An Air Force plane drops an oil-dispersing chemical onto an oil slick on ocean.
A U.S. Air Force plane drops an oil-dispersing chemical onto an oil slick on the Gulf of Mexico May 5, 2010, as part of the Deepwater Horizon response effort. (NOAA)
The Deepwater Horizon Oil Spill: Five Years Later

This is the eighth in a series of stories over the coming weeks looking at various topics related to the response, the Natural Resource Damage Assessment science, restoration efforts, and the future of the Gulf of Mexico.

APRIL 20, 2015 — Five years ago, in the middle of the response to the Deepwater Horizon oil spill, I was thrown into a scientific debate about the role of chemical dispersants in response to the spill.

Dispersants are one of those things that are talked about a lot in the context of oil spills, but in reality used pretty rarely. Over my more than 20 years in spill response, I've only been involved with a handful of oil spills that used dispersants.

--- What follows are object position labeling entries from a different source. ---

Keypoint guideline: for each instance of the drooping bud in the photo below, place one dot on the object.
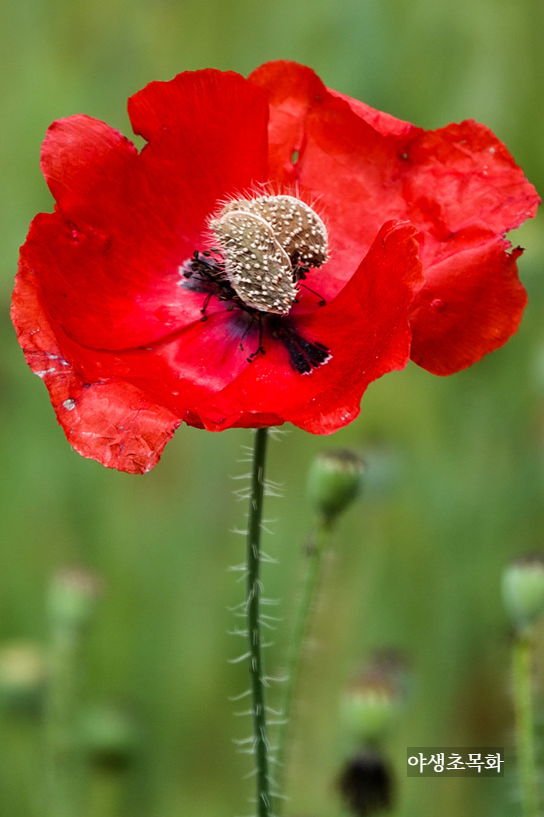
(263, 241)
(523, 590)
(335, 480)
(22, 675)
(366, 784)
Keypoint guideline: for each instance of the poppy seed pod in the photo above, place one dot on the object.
(73, 594)
(335, 480)
(523, 590)
(275, 248)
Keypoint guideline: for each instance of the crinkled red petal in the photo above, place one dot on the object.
(472, 304)
(365, 328)
(109, 257)
(367, 166)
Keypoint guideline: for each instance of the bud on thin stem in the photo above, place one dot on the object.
(71, 602)
(335, 480)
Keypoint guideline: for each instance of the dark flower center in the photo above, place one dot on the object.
(266, 246)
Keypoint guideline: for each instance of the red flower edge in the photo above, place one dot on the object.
(105, 318)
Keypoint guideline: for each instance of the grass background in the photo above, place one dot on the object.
(456, 474)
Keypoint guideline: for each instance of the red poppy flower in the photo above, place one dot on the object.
(260, 260)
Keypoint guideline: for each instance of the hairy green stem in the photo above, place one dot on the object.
(314, 551)
(253, 602)
(522, 654)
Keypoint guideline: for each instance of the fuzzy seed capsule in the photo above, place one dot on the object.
(263, 241)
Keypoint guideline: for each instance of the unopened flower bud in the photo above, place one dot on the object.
(523, 590)
(335, 480)
(371, 703)
(72, 597)
(22, 675)
(109, 737)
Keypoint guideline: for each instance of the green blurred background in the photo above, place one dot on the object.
(455, 485)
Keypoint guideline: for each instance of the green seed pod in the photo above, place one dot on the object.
(73, 593)
(109, 736)
(335, 480)
(371, 703)
(523, 590)
(22, 675)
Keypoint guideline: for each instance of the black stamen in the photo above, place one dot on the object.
(304, 354)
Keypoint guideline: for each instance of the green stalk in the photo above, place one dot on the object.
(314, 560)
(253, 598)
(522, 654)
(63, 761)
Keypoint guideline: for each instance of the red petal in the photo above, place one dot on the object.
(108, 262)
(111, 421)
(462, 176)
(449, 183)
(367, 332)
(471, 305)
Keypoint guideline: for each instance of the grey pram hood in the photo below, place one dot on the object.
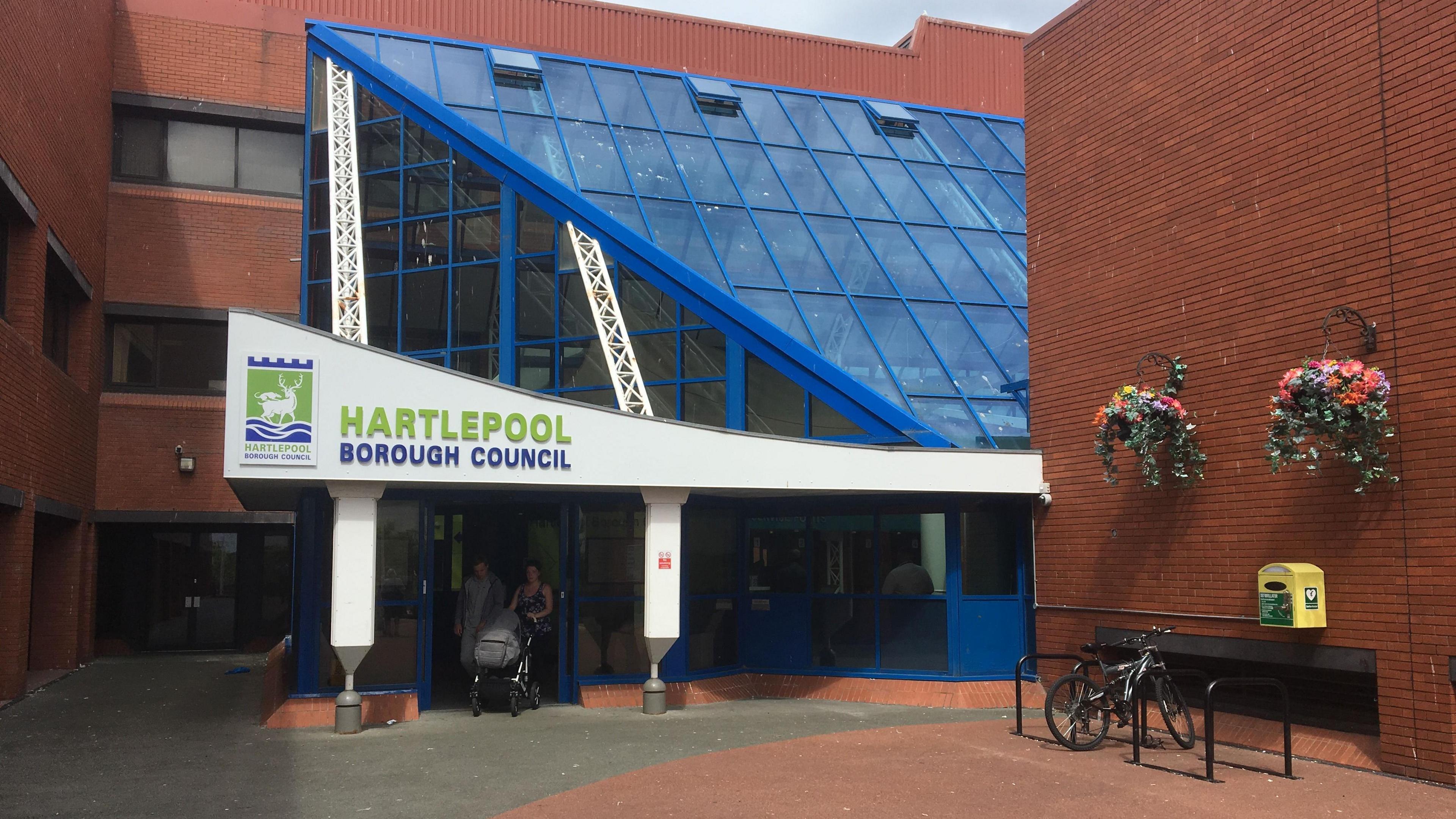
(500, 643)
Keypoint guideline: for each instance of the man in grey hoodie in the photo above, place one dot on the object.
(482, 596)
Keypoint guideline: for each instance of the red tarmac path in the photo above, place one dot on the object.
(981, 770)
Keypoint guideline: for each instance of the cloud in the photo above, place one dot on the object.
(865, 21)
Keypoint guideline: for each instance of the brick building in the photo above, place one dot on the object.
(1209, 180)
(180, 196)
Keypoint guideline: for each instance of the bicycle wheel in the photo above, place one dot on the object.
(1075, 720)
(1175, 713)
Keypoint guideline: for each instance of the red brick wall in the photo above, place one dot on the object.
(56, 140)
(1208, 180)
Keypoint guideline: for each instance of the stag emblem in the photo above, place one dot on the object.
(280, 406)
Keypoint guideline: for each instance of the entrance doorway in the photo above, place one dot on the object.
(506, 535)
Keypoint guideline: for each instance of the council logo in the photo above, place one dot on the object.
(279, 423)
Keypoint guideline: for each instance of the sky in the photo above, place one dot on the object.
(865, 21)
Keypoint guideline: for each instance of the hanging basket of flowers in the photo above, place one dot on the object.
(1333, 407)
(1147, 420)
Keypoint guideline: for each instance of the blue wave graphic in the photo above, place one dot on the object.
(260, 430)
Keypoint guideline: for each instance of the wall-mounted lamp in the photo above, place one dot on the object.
(1350, 315)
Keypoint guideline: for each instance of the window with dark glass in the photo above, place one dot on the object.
(210, 155)
(168, 356)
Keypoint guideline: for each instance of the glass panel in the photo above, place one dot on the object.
(953, 148)
(676, 229)
(902, 191)
(648, 164)
(644, 307)
(474, 187)
(768, 117)
(857, 127)
(999, 263)
(535, 301)
(756, 178)
(135, 355)
(903, 261)
(1007, 422)
(381, 248)
(854, 186)
(903, 346)
(478, 305)
(951, 419)
(813, 123)
(962, 275)
(826, 422)
(1012, 136)
(411, 60)
(712, 633)
(535, 138)
(535, 231)
(482, 363)
(465, 76)
(705, 403)
(912, 554)
(522, 94)
(700, 164)
(624, 209)
(426, 242)
(989, 531)
(804, 180)
(583, 363)
(972, 366)
(774, 404)
(622, 97)
(913, 636)
(705, 355)
(609, 639)
(844, 342)
(427, 190)
(844, 633)
(571, 93)
(381, 293)
(612, 540)
(426, 311)
(844, 554)
(657, 355)
(537, 368)
(379, 146)
(595, 157)
(740, 248)
(488, 121)
(1004, 210)
(778, 308)
(194, 356)
(986, 145)
(381, 197)
(673, 105)
(201, 155)
(777, 556)
(270, 161)
(851, 257)
(1015, 184)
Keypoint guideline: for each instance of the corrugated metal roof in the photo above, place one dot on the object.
(950, 65)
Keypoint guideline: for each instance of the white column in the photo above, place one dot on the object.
(351, 614)
(662, 588)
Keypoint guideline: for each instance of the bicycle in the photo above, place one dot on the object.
(1079, 712)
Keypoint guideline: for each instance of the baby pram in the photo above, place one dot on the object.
(504, 652)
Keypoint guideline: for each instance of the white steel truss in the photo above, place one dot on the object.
(627, 378)
(350, 318)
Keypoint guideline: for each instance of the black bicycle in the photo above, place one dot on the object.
(1079, 712)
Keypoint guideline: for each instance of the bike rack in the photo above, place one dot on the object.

But the unprecedented use of chemical dispersants on and below the ocean's surface during the Deepwater Horizon oil spill raised all sorts of scientific, public, and political questions. Questions about both their effectiveness in minimizing impacts from oil as well as their potential consequences for marine life in the Gulf of Mexico.

Did we understand how the ingredients and components of the dispersants behave? How toxic are they? What are the potential risks of dispersants and do they outweigh the benefits?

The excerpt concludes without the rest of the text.